We’re hearing more about long-term care operators partnering up with managed care companies.

Some firms seem to be doing pretty well. Others, not so much.

In a nutshell, troubled operators seem to be encountering this scenario: initial romance, followed by heightened accountability and reduced payments. As one analyst told me recently: if troubled providers thought Medicaid was a tyrant, wait until they get into bed with managed care.

Now, that assessment may be a bit harsh. The reality is that these marriages can work. But be naïve at your own risk. What success is largely going to come down to is demonstrated quality. And demonstrated quality will largely mean how well post-acute operators reduce rehospitalizations and meet related performance goals.

Many managed care companies are likely to link carrots and sticks to specific metrics. In addition, you will be judged against your peers when potential long-term care partners are being sized up.

For an industry long accustomed to focusing on census levels and fee pegs, this will mean no small readjustment. But it’s time to get cracking.

Avalere Health estimates that 19  states will expand enrollment in managed care plans between 2012 and 2014. “Quality measurements are transforming the way healthcare plans think,” said Avalere Health CEO Dan Mendelson. “You will need to measure your quality and prove your quality,” he adds.

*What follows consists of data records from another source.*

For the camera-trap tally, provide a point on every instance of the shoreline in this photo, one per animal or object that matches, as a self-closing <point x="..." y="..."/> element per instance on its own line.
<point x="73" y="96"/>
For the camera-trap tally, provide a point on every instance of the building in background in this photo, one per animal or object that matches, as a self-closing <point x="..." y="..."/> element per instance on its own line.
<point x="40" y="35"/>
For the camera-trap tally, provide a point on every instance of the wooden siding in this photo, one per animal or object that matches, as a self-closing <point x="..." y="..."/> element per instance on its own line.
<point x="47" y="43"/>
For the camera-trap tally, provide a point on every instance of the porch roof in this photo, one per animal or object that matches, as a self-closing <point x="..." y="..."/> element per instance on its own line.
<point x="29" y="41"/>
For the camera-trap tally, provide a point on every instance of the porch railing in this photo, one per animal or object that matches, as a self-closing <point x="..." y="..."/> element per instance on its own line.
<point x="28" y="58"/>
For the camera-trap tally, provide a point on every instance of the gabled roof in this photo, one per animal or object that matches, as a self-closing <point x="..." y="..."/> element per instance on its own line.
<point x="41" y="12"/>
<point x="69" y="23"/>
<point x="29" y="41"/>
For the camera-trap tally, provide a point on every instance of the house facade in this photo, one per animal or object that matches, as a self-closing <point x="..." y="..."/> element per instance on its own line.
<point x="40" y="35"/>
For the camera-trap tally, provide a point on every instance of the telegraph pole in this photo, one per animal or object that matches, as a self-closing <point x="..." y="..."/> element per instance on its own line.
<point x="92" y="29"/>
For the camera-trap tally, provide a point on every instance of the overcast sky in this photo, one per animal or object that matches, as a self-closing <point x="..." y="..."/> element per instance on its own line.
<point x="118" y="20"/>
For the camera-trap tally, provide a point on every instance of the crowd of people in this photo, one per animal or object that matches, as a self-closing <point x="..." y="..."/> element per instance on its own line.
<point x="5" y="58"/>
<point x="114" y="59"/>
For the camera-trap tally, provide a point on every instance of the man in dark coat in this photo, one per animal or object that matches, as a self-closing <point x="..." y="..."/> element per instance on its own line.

At a recent NIC regional meeting, California Association of Health Facilities CEO James Gomez noted that skilled nursing facilities have an excellent opportunity to show they are the best at post-acute care. But he added it won’t be a walk in the park.

 “If you don’t know your rehospitalization rate and that of all the other facilities in your ZIP code, get out of the business,” he said. “Quality will be the No. 1 factor of success.”

For skilled care operators, the path to managed care success should be clear: find a strong niche, be demonstrably good at it, and get business partners you can live with for the long haul.